Dennis Voeten

PhD candidate in Palaeontology

At the age of 31 I gave up my archaeology job, left friends and family, and sold my sports car to pursue a substantially lesser-paid PhD position in zoology in the Czech Republic. After a couple of weeks there it was suggested that I return to the Netherlands, as the project was cancelled. Then, while reading through documents of the original project, I found Paul Tafforeau’s work at the ESRF and I was fascinated. I contacted him and he offered to discuss a possible collaboration. So off I set in an uncertain trip to the ESRF. An hour after meeting him, Paul had given me his car keys and 48h to find some ‘decent’ fossils. I left with an ESRF post-doctoral researcher and my PhD colleague, and we went to the Netherlands, where I had some contacts in museums, and came back with several reptile skulls dating from the time of the dinosaurs. I don’t know what lucky star shone on me, but Paul took me under his wing and here I am 3 years later about to defend my thesis on the fossil bird Archaeopteryx. I still can’t believe that I’m allowed to work with the most powerful radiation source in the world and with priceless fossils to match.
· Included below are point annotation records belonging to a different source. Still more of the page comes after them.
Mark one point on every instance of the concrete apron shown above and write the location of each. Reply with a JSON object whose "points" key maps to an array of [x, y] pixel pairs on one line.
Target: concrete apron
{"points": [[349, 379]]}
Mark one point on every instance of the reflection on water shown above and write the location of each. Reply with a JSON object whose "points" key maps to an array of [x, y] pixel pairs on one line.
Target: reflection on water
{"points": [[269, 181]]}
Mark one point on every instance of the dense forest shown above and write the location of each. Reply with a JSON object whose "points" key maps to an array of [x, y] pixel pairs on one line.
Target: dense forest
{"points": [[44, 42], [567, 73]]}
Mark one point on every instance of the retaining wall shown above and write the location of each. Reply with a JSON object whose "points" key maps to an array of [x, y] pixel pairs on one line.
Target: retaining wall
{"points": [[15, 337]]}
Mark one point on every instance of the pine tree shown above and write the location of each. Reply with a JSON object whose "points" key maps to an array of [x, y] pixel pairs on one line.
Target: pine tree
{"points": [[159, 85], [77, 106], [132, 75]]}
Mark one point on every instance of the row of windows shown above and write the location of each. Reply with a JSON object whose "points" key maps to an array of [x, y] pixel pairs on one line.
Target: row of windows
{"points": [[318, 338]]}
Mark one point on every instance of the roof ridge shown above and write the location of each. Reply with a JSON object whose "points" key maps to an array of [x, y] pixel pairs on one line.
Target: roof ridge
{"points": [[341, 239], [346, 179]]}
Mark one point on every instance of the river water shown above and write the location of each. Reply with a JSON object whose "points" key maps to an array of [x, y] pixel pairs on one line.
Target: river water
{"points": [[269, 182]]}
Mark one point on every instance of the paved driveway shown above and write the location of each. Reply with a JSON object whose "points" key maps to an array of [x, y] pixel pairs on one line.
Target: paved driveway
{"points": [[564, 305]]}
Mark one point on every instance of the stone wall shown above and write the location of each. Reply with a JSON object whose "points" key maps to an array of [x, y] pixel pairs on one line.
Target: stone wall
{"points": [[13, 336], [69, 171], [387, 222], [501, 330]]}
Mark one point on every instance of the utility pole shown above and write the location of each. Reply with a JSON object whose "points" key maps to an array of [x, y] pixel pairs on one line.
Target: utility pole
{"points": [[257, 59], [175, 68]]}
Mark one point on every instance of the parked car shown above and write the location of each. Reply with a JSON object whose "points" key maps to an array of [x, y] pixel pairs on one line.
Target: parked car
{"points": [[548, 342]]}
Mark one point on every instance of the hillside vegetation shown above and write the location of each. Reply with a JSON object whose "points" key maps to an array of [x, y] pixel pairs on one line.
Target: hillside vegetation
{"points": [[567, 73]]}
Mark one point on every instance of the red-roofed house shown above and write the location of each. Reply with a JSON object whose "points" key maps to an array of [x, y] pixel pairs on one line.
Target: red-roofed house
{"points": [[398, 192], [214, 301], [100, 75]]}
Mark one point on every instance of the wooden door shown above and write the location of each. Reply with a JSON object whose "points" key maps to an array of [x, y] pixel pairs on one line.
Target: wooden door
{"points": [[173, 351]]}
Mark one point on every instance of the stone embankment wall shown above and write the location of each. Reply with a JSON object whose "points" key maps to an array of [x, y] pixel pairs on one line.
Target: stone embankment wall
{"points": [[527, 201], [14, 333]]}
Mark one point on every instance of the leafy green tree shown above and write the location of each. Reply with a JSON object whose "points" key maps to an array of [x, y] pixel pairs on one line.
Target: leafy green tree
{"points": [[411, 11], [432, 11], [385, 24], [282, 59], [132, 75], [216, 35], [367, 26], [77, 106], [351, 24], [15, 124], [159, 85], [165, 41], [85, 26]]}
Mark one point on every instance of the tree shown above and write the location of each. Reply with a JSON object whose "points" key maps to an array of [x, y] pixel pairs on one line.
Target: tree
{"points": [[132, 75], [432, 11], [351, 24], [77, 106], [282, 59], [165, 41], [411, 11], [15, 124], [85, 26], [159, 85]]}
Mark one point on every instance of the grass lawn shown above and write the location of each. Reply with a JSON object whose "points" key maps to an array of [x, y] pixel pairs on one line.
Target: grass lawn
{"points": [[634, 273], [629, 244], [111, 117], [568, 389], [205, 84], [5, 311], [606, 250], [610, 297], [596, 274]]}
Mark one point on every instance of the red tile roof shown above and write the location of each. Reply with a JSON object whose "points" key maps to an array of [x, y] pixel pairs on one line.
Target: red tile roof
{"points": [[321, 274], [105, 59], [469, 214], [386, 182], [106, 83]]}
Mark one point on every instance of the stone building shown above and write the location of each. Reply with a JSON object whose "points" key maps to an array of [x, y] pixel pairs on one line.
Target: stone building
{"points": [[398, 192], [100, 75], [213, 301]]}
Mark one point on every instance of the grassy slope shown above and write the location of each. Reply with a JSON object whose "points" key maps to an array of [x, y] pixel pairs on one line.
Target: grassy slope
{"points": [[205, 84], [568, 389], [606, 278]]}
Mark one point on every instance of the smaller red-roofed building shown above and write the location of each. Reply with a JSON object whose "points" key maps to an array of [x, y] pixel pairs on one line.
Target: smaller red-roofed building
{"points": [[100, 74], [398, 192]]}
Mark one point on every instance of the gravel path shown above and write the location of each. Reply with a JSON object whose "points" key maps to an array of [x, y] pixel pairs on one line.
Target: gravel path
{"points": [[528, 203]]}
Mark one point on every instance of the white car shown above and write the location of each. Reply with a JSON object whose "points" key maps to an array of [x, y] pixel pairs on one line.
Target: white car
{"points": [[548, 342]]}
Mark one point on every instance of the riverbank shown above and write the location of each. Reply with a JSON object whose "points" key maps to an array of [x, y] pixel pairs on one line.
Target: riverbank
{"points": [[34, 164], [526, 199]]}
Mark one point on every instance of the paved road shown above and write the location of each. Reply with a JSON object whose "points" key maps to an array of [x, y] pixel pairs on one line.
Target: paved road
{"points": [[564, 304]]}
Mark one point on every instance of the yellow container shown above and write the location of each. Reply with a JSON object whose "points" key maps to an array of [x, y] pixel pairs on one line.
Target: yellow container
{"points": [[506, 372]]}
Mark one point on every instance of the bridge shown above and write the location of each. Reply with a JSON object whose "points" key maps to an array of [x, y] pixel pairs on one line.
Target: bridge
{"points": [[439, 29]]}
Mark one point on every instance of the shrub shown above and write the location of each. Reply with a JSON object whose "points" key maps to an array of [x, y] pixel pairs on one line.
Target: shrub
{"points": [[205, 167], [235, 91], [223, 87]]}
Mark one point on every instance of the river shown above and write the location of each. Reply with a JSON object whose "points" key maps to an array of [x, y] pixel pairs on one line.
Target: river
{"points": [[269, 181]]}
Sometimes it can be very intimidating, but I feel very privileged because Paul and his team have helped me a lot with everything, including data processing. I am not a technical person, so I don’t see myself contributing to developing new methods at the ESRF in the long run. I’d like to work in a museum, partly teaching and partly doing research, and to have children. In any case, with my background in geology and archaeology I never imagined I’d work at such a hi-tech facility as the ESRF, so who knows what can happen in the future?”